Л.Толстой и Достоевский
Шрифт:
Л. Толстой не верит в Бога, не верит в Сына Божьего, не верит во Христа, Спасителя мира, не верит даже в «самого мудрого и праведного из людей, Человека Иисуса» – не верит ни во что. Л. Толстой хотел отделить нравственность от религии; но когда порвал их живую связь, то и нравственность, как религия, в руках его истлела – и от христианства ничего не осталось. Он сам это уже почти сознает, хотя не имеет, по всей вероятности, и никогда не будет иметь силы признаться в этом ни себе, ни другим.
Еще только один человек в современной Европе дошел до такого же богохульства, как Л. Толстой, – это Фридрих Ницше.

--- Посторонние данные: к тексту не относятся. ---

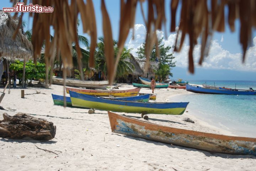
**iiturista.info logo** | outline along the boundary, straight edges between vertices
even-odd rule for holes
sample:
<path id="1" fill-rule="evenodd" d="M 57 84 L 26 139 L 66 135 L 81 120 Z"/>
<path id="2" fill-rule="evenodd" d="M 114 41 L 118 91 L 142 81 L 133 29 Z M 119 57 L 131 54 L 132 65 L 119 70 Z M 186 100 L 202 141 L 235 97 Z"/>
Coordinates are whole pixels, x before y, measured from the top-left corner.
<path id="1" fill-rule="evenodd" d="M 43 6 L 30 3 L 28 5 L 24 5 L 24 2 L 17 2 L 14 7 L 3 7 L 4 12 L 52 12 L 53 8 L 51 6 Z"/>

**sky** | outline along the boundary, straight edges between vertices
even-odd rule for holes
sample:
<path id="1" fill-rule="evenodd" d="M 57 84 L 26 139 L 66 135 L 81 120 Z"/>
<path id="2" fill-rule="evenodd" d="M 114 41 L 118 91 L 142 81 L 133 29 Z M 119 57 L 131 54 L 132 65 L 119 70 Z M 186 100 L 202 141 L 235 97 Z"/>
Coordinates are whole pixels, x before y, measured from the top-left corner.
<path id="1" fill-rule="evenodd" d="M 102 36 L 103 34 L 101 0 L 93 0 L 93 2 L 96 17 L 97 36 Z M 113 39 L 118 40 L 120 1 L 107 0 L 105 1 L 105 3 L 111 23 Z M 177 34 L 175 32 L 170 31 L 170 1 L 166 0 L 165 3 L 165 15 L 167 19 L 166 32 L 165 32 L 165 30 L 164 28 L 163 30 L 158 31 L 157 34 L 159 38 L 163 37 L 163 42 L 165 43 L 165 46 L 172 46 L 175 44 Z M 12 5 L 9 0 L 2 0 L 0 2 L 0 9 L 1 10 L 3 7 L 10 7 Z M 146 2 L 143 4 L 143 7 L 146 17 Z M 227 11 L 227 9 L 225 9 L 225 14 L 226 14 Z M 180 9 L 178 9 L 176 17 L 177 26 L 178 24 L 178 21 L 179 21 L 180 12 Z M 136 53 L 137 48 L 139 48 L 141 44 L 145 42 L 146 33 L 145 24 L 142 17 L 139 4 L 137 6 L 135 16 L 134 39 L 132 39 L 132 31 L 131 30 L 125 44 L 127 48 L 131 49 L 132 53 L 135 57 L 137 55 Z M 27 24 L 25 29 L 25 30 L 32 28 L 32 20 L 29 18 L 28 14 L 25 14 L 23 20 Z M 225 18 L 225 20 L 226 23 L 226 18 Z M 201 47 L 200 40 L 198 40 L 199 43 L 194 47 L 193 54 L 195 66 L 194 74 L 189 74 L 188 72 L 188 53 L 189 49 L 188 39 L 186 39 L 182 50 L 179 53 L 174 52 L 173 49 L 171 49 L 169 53 L 173 53 L 173 55 L 175 57 L 175 60 L 176 61 L 176 66 L 171 71 L 174 75 L 172 78 L 256 81 L 256 28 L 254 28 L 253 31 L 251 47 L 248 48 L 247 51 L 245 62 L 244 64 L 242 64 L 242 50 L 239 43 L 240 23 L 237 20 L 235 22 L 235 32 L 231 32 L 228 25 L 225 26 L 224 32 L 214 32 L 211 41 L 209 55 L 205 59 L 202 66 L 199 66 L 197 63 Z M 83 33 L 82 27 L 82 25 L 80 24 L 78 29 L 79 34 L 89 38 L 87 34 Z"/>

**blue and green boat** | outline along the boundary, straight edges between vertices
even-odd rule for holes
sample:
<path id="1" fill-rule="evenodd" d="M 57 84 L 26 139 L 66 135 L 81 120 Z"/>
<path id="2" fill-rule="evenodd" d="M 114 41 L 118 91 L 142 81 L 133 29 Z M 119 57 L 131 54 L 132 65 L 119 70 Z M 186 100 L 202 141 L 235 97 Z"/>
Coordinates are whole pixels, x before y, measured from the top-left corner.
<path id="1" fill-rule="evenodd" d="M 151 88 L 150 85 L 147 84 L 141 84 L 135 83 L 133 82 L 133 85 L 134 87 L 141 88 Z M 169 85 L 168 84 L 162 84 L 162 85 L 156 85 L 155 86 L 155 89 L 167 89 Z"/>
<path id="2" fill-rule="evenodd" d="M 182 114 L 189 103 L 151 103 L 117 100 L 88 96 L 70 91 L 69 94 L 73 106 L 144 114 Z"/>

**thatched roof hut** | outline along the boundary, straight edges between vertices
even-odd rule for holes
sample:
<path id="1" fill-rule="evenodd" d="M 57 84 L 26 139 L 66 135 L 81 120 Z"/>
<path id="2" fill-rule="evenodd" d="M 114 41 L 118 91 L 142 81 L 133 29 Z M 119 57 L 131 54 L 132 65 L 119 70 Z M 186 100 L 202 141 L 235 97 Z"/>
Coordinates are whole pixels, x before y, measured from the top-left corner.
<path id="1" fill-rule="evenodd" d="M 142 75 L 144 73 L 143 70 L 140 68 L 139 63 L 137 61 L 136 59 L 133 55 L 132 54 L 130 55 L 131 58 L 126 60 L 127 61 L 132 64 L 134 67 L 134 69 L 133 73 L 132 75 Z"/>
<path id="2" fill-rule="evenodd" d="M 152 69 L 151 65 L 149 65 L 148 68 L 147 69 L 147 71 L 145 72 L 146 68 L 145 68 L 145 64 L 146 64 L 146 60 L 145 59 L 137 59 L 139 64 L 140 68 L 143 70 L 144 74 L 142 75 L 143 77 L 146 78 L 149 78 L 150 77 L 154 77 L 155 74 L 154 73 L 154 70 Z"/>
<path id="3" fill-rule="evenodd" d="M 9 13 L 0 10 L 0 57 L 8 60 L 32 57 L 32 44 L 22 34 L 22 28 L 12 39 L 18 22 L 18 18 L 12 18 Z"/>

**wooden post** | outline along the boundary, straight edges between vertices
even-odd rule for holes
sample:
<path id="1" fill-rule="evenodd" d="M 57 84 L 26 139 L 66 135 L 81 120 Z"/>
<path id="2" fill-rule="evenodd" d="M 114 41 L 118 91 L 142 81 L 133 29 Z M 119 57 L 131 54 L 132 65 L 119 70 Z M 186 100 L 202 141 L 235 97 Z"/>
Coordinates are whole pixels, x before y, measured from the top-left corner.
<path id="1" fill-rule="evenodd" d="M 25 69 L 26 68 L 26 59 L 24 57 L 23 61 L 23 74 L 22 74 L 22 87 L 25 88 Z"/>
<path id="2" fill-rule="evenodd" d="M 24 98 L 25 97 L 25 93 L 24 92 L 24 90 L 21 90 L 21 98 Z"/>

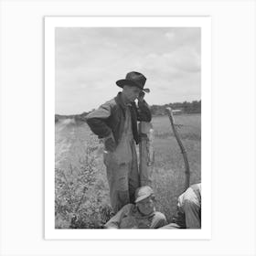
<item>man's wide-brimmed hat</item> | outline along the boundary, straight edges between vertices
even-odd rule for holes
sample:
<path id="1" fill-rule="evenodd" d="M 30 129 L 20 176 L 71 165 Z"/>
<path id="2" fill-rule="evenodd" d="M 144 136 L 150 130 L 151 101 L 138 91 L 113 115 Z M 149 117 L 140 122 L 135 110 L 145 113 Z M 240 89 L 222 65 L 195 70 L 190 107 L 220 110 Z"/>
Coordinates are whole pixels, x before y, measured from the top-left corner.
<path id="1" fill-rule="evenodd" d="M 132 71 L 126 75 L 125 80 L 117 80 L 116 84 L 121 88 L 123 88 L 124 85 L 136 86 L 142 91 L 149 92 L 148 88 L 144 88 L 145 80 L 146 78 L 142 73 Z"/>
<path id="2" fill-rule="evenodd" d="M 135 191 L 135 203 L 138 203 L 152 195 L 154 195 L 154 191 L 149 186 L 141 187 Z"/>

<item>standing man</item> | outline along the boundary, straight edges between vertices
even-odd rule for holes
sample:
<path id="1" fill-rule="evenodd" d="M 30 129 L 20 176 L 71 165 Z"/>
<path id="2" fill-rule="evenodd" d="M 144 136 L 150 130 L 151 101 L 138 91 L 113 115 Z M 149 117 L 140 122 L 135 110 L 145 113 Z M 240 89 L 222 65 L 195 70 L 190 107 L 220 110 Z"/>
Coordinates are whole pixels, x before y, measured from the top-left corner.
<path id="1" fill-rule="evenodd" d="M 116 81 L 122 92 L 86 118 L 91 131 L 104 141 L 103 159 L 114 213 L 134 202 L 135 190 L 140 187 L 134 143 L 139 143 L 137 121 L 151 121 L 149 107 L 144 100 L 144 91 L 149 92 L 149 89 L 144 88 L 145 80 L 143 74 L 129 72 L 124 80 Z"/>

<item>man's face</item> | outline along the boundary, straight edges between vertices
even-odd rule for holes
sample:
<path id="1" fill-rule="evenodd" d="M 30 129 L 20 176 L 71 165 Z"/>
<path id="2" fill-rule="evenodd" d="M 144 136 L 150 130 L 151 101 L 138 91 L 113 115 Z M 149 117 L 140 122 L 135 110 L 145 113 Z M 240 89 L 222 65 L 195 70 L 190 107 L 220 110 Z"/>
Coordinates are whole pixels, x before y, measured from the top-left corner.
<path id="1" fill-rule="evenodd" d="M 144 215 L 149 215 L 155 210 L 154 199 L 151 197 L 139 201 L 136 205 L 139 211 Z"/>
<path id="2" fill-rule="evenodd" d="M 134 101 L 138 97 L 141 90 L 136 86 L 123 86 L 123 93 L 130 102 Z"/>

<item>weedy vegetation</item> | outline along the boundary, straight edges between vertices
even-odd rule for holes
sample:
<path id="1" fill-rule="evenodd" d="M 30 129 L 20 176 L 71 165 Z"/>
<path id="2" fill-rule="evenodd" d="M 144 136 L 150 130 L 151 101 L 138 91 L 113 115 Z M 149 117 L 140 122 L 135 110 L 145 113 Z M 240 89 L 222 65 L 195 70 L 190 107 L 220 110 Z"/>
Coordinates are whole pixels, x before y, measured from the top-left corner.
<path id="1" fill-rule="evenodd" d="M 201 115 L 175 116 L 187 150 L 190 184 L 201 179 Z M 153 188 L 157 210 L 171 221 L 185 174 L 180 149 L 166 115 L 152 121 L 155 129 Z M 112 216 L 102 160 L 103 144 L 85 123 L 56 123 L 55 228 L 101 229 Z"/>

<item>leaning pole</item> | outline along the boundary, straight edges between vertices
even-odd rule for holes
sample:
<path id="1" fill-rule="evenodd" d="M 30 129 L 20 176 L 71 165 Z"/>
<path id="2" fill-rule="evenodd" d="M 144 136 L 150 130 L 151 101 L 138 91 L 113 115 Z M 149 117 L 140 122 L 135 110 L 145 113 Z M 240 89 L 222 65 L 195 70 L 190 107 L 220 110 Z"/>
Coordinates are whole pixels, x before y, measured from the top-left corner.
<path id="1" fill-rule="evenodd" d="M 177 141 L 177 144 L 180 147 L 180 150 L 181 150 L 181 153 L 182 153 L 182 155 L 183 155 L 183 159 L 184 159 L 184 164 L 185 164 L 185 187 L 184 187 L 184 190 L 186 190 L 189 187 L 189 183 L 190 183 L 190 169 L 189 169 L 187 155 L 186 149 L 185 149 L 185 147 L 184 147 L 184 145 L 181 142 L 179 134 L 176 131 L 172 109 L 170 107 L 166 108 L 166 112 L 168 113 L 169 119 L 170 119 L 170 122 L 171 122 L 171 125 L 172 125 L 172 128 L 173 128 L 173 131 L 174 131 L 175 137 L 176 137 L 176 139 Z"/>
<path id="2" fill-rule="evenodd" d="M 152 186 L 152 176 L 154 172 L 154 129 L 151 123 L 140 122 L 139 123 L 139 133 L 140 133 L 140 185 L 141 186 Z"/>

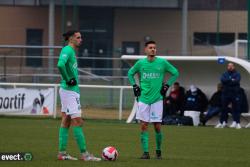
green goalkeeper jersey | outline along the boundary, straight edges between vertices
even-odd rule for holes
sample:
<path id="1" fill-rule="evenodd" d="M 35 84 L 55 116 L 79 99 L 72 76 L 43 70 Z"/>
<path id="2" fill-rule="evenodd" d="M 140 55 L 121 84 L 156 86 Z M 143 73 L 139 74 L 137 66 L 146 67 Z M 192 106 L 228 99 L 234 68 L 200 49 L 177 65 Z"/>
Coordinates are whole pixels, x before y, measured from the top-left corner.
<path id="1" fill-rule="evenodd" d="M 171 86 L 179 76 L 178 70 L 173 65 L 159 57 L 155 57 L 153 61 L 149 61 L 147 58 L 138 60 L 128 71 L 128 78 L 131 85 L 136 84 L 134 79 L 136 73 L 139 74 L 141 88 L 139 101 L 145 104 L 153 104 L 162 99 L 160 90 L 166 73 L 171 74 L 171 77 L 167 81 L 169 86 Z"/>
<path id="2" fill-rule="evenodd" d="M 57 67 L 62 77 L 61 88 L 80 93 L 76 52 L 71 46 L 67 45 L 62 49 Z M 76 79 L 77 84 L 75 86 L 68 86 L 66 82 L 72 78 Z"/>

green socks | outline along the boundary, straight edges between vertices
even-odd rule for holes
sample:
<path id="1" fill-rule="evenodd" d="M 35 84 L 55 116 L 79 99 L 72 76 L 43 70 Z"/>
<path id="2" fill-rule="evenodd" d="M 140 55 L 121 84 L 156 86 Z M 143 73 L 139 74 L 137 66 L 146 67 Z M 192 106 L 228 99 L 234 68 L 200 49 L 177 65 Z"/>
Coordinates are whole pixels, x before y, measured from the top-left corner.
<path id="1" fill-rule="evenodd" d="M 84 153 L 86 151 L 86 141 L 85 141 L 85 137 L 82 131 L 82 127 L 74 126 L 73 133 L 74 133 L 74 137 L 77 142 L 77 145 L 80 149 L 80 152 Z"/>
<path id="2" fill-rule="evenodd" d="M 161 150 L 162 133 L 155 132 L 156 150 Z"/>
<path id="3" fill-rule="evenodd" d="M 68 133 L 69 128 L 60 127 L 59 129 L 59 151 L 66 151 L 67 143 L 68 143 Z"/>
<path id="4" fill-rule="evenodd" d="M 148 152 L 148 132 L 143 131 L 141 132 L 141 146 L 143 152 Z"/>

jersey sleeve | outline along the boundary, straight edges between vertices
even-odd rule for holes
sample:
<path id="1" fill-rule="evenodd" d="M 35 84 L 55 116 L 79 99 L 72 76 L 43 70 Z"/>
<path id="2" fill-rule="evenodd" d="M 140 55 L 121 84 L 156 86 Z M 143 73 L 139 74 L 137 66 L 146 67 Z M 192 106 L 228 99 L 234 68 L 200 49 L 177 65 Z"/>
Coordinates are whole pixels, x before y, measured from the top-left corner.
<path id="1" fill-rule="evenodd" d="M 63 80 L 66 82 L 70 80 L 69 75 L 67 74 L 65 64 L 67 63 L 68 59 L 70 56 L 70 52 L 68 49 L 63 48 L 61 51 L 58 63 L 57 63 L 57 68 L 59 69 Z"/>
<path id="2" fill-rule="evenodd" d="M 140 61 L 137 61 L 133 67 L 131 67 L 128 71 L 128 79 L 131 85 L 134 85 L 135 82 L 135 74 L 139 72 L 140 69 Z"/>
<path id="3" fill-rule="evenodd" d="M 168 79 L 167 84 L 169 86 L 173 85 L 176 79 L 179 76 L 179 71 L 168 61 L 165 61 L 165 71 L 171 74 L 171 77 Z"/>

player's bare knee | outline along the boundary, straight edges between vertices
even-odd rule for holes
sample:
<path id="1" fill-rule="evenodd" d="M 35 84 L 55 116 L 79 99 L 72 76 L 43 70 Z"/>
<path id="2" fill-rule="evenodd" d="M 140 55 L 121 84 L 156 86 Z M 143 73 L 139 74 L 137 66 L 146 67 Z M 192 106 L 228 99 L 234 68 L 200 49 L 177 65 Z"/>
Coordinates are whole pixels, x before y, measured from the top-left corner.
<path id="1" fill-rule="evenodd" d="M 142 131 L 148 130 L 148 123 L 143 122 L 143 123 L 141 124 L 141 130 L 142 130 Z"/>
<path id="2" fill-rule="evenodd" d="M 82 126 L 83 125 L 83 120 L 80 117 L 73 118 L 71 124 L 72 124 L 72 126 Z"/>

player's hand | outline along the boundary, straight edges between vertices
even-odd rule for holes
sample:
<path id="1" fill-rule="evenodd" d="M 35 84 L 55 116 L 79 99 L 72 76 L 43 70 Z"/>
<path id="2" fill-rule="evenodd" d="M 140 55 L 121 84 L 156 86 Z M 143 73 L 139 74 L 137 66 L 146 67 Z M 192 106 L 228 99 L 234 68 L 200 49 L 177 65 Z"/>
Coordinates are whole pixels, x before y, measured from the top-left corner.
<path id="1" fill-rule="evenodd" d="M 138 85 L 134 84 L 133 90 L 136 97 L 139 97 L 141 95 L 141 88 Z"/>
<path id="2" fill-rule="evenodd" d="M 68 86 L 75 86 L 77 84 L 75 78 L 71 78 L 68 82 L 66 82 Z"/>
<path id="3" fill-rule="evenodd" d="M 162 95 L 163 97 L 166 96 L 166 93 L 167 93 L 167 91 L 168 91 L 168 88 L 169 88 L 169 85 L 168 85 L 168 84 L 162 85 L 162 87 L 161 87 L 161 95 Z"/>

Религиозные судьбы Л. Толстого и Ницше поразительно противоположны и подобны: оба исходят из одного и того же взгляда на учение Христа, как на буддийский нигилизм, как на вечное нет без вечного да – умерщвление плоти без воскресения, отрицание жизни без ее утверждения. Оба видят во Христе только первый лик Распятого без второго – Грядущего одесную Силы. Сознание Ницше прокляло, –
Достоевский говорит, что «природа человеческая не выносит богохульства и, в конце концов, сама же себе всегда и отомстит за него». Слово это оправдалось на Л. Толстом и на Ницше. Ницше отомстил себе ужасным; Л. Толстой – смешным; Ницше – религиозным самоотрицанием, безумием; Л. Толстой – религиозною серединою, пошлостью, неудачными усилиями мертвого старца Акима воскреснуть – смешным, которое в таком человеке, может быть, страшнее страшного.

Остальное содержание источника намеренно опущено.